I am told that just a few hours ago, his vision proved accurate. But the notion of Grothendieck as a mortal seems hard to swallow. He dominated pure mathematics not just through the force of his ideas — ideas that seemed eons ahead of everyone else’s — but through the force of his personality. When, around 1960, he announced his audacious plan to solve the notoriously difficult Weil conjectures by first rewriting the foundations of geometry, dozens of superb mathematicians put the rest of their careers on hold to do their parts. The project’s final page count, including the twelve volumes known as SGA (Seminaire de Geometrie Algebrique) and the eight known as EGA (Elements de Geometrie Algebrique) approached 10,000 pages. The force and clarity of Grothendieck’s unique vision scream forth from nearly every one of those pages, demanding that the reader see the mathematical world in a new and completely original way — a perspective that has proved not just compelling, but unspeakably powerful.
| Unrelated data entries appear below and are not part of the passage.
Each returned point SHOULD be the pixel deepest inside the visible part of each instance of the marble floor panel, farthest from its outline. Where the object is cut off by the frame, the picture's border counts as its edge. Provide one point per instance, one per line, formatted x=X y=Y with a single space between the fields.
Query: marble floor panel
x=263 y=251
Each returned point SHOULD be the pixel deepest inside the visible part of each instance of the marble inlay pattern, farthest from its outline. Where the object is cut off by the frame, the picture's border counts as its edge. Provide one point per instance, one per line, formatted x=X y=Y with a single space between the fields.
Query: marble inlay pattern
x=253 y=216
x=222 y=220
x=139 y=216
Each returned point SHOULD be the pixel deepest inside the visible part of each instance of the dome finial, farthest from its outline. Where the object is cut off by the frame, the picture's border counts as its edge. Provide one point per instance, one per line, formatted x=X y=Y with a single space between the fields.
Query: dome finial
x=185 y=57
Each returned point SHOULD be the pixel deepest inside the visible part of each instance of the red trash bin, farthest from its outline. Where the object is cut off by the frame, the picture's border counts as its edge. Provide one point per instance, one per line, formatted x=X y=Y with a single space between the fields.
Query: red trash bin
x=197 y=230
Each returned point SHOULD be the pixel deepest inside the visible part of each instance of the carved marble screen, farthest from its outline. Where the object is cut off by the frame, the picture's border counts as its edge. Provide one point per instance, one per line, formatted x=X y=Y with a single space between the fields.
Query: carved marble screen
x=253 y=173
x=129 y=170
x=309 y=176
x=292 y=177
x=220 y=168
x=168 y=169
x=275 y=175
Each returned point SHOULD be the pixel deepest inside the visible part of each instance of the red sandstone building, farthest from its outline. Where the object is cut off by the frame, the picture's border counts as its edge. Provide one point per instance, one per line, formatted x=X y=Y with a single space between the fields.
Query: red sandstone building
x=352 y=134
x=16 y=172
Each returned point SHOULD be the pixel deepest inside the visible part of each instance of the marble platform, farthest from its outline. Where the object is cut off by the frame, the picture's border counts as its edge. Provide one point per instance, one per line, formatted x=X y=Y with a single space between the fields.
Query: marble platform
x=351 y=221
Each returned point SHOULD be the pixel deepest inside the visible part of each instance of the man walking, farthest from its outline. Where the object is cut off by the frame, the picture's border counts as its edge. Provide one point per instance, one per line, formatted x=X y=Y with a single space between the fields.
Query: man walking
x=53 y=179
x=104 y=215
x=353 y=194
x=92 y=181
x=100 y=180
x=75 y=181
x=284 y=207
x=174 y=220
In Grothendieck, modesty would have been ridiculous, and he was never ridiculous. Here, in his own words — words that ring utterly true — is Grothendieck’s own assessment of how he stood apart (translated from French by Roy Lisker):
Most mathematicians take refuge within a specific conceptual framework, in a “Universe” which seemingly has been fixed for all time – basically the one they encountered “ready-made” at the time when they did their studies. They may be compared to the heirs of a beautiful and capacious mansion in which all the installations and interior decorating have already been done, with its living-rooms , its kitchens, its studios, its cookery and cutlery, with everything in short, one needs to make or cook whatever one wishes. How this mansion has been constructed, laboriously over generations, and how and why this or that tool has been invented (as opposed to others which were not), why the rooms are disposed in just this fashion and not another – these are the kinds of questions which the heirs don’t dream of asking . It’s their “Universe”, it’s been given once and for all! It impresses one by virtue of its greatness, (even though one rarely makes the tour of all the rooms) yet at the same time by its familiarity, and, above all, with its immutability.